I wasn't really sure what to say to that. "Uhh... thanks, I think."
Sensei nodded. "It's not easy to hear, but I'd rather tell you the hard truth, so you can prepare properly, than a sweet, gentle lie that'll get you killed." He sighed. "Now go on, get outta here. You're not in trouble, and your record won't show any detention."
We all looked at each other and nodded. There really wasn't much to say after all that! So we got up and headed out, but right as I was about to leave, Sensei laid a hand on my shoulder. "A word, Juptier?"

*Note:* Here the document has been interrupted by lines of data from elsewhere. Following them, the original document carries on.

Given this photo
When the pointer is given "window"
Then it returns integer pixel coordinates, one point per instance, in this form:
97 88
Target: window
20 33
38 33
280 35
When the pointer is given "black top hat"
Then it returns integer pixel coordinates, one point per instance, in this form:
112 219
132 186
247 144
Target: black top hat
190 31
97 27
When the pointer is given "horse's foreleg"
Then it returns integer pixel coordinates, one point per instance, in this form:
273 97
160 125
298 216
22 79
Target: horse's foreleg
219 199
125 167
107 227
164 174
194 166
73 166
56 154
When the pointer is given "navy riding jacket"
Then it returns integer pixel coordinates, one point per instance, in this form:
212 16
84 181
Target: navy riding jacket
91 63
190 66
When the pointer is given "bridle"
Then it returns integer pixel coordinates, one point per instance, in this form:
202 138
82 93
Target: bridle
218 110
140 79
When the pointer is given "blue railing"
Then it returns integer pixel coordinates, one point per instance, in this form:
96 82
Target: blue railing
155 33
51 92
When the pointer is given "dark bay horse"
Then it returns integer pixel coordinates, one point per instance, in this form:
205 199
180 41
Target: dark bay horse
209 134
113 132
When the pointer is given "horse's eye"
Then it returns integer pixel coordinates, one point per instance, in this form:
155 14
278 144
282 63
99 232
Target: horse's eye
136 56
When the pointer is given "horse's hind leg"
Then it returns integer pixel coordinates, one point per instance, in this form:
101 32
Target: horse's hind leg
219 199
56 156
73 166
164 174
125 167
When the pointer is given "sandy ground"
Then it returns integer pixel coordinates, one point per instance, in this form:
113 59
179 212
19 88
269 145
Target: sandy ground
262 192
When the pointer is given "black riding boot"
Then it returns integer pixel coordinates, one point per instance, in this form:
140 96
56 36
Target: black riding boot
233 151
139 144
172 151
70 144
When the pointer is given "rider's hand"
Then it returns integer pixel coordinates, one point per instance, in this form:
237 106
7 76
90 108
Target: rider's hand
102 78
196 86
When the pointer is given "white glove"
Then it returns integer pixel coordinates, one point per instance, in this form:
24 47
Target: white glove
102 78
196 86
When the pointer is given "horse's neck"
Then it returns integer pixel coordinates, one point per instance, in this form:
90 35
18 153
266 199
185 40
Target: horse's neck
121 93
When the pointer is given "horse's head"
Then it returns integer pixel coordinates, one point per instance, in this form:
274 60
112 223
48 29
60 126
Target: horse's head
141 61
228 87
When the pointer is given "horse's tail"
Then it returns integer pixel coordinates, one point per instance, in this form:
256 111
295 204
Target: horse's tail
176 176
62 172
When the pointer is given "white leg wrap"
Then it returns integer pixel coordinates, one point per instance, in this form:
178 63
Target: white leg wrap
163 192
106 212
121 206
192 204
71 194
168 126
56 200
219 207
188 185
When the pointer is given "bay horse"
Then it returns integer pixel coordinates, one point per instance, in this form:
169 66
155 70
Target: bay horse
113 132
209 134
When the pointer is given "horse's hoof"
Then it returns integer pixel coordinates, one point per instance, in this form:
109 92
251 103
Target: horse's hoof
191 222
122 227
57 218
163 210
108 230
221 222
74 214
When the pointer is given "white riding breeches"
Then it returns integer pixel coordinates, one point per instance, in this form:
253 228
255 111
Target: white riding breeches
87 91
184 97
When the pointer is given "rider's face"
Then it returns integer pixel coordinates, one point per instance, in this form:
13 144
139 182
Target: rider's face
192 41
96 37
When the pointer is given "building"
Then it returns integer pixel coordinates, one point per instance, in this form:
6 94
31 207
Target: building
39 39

I hung back. "What is it?"
"Whoever the new Mercury is--you do know she's pretty new, right?" I nodded. "Can you talk to her on my behalf? Kawena hasn't been able to get through to her, and I'm not completely certain, but I suspect there may have been some bad blood between her and one of her former teammates. Now that they're no longer in the picture, maybe you can get her to see reason? Whoever she is, I'm very impressed with the tricks she's managed to come up with on her own, but having solid fundamentals can only improve her odds."

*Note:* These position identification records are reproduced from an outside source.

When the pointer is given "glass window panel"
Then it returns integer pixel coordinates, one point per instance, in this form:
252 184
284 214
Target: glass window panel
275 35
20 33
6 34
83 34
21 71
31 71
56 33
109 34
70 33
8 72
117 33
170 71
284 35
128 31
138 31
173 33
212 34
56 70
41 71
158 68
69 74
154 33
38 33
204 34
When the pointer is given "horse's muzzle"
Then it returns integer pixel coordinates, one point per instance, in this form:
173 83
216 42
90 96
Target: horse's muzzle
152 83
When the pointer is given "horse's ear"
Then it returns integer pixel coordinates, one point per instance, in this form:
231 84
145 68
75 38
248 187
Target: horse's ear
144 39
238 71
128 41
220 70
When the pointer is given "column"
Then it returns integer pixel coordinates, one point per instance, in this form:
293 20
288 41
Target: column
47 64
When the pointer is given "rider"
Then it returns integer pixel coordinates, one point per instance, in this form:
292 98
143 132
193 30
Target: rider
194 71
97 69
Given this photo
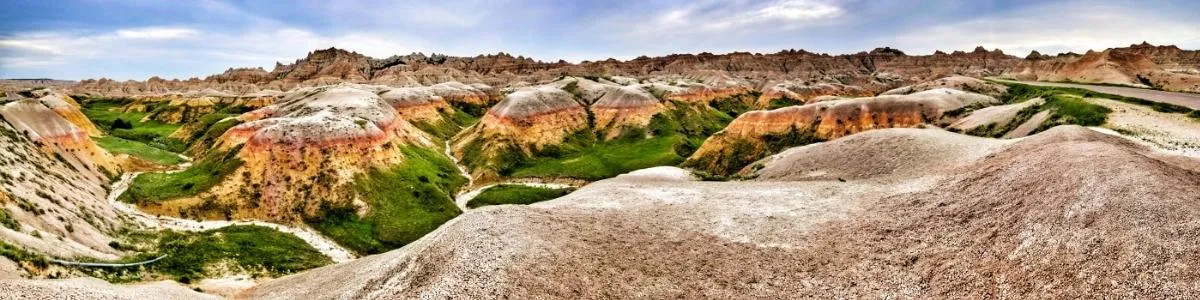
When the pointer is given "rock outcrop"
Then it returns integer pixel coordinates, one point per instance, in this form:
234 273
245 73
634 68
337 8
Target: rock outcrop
1103 205
1110 66
798 93
954 82
304 151
757 133
53 183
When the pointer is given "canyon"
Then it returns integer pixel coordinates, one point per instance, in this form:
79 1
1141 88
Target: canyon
688 175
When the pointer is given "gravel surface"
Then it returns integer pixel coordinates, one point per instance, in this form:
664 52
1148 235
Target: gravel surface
1179 99
1068 213
94 288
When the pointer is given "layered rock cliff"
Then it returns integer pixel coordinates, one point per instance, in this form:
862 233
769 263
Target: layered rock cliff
305 151
1128 66
54 181
759 133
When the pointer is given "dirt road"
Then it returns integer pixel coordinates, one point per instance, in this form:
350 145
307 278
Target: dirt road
1179 99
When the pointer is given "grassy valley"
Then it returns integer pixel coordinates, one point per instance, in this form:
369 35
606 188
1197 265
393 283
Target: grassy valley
406 202
502 195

I nodded. "I can't promise any results, but yeah, I'll talk to her."
"Thank you, David. And... thanks for earlier. I couldn't have held them for much longer."
"Sure," I said. "It's... kinda my job now, I guess. One question, though?"
"Shoot."
"They've never attacked the school before, have they?"
He shook his head. "Never. Always up until now, the Masters have been repetitive, predictable. The same basic strategies every week, always losing, and no one's sure why they didn't ever adapt. If things are changing now... that troubles me. It could mean any number of things, but the obvious one is that, whatever plan they're working off of, they're moving on to the next phase of it now. Keep alert out there."
I nodded. "Yes, Sensei."
That seemed good enough for him, and I left. And now it's 11 at night, and I should be sleeping, but how am I supposed to sleep after getting all that dropped on me? The weight of the world on my shoulders, and now someone who knows what he's talking about tells me I'm guaranteed to need therapy, assuming the job doesn't literally kill me first? I never signed up for any of this! All I ever really wanted is to make it out of here in one piece, go off to college, and become a writer someday.
And yet, what am I gonna do? Just walk out on being a Defender?
I can't do that. I saw a different side of Sensei today. He's a little bit broken. The way he kept looking at me, I think he was seeing his son, Matt. Rightly or wrongly, he blames himself for those kids who died, because he didn't do enough. And if I walk out and someone dies because of it... now I know what it looks like to have that on your conscience. And I don't want to end up that way.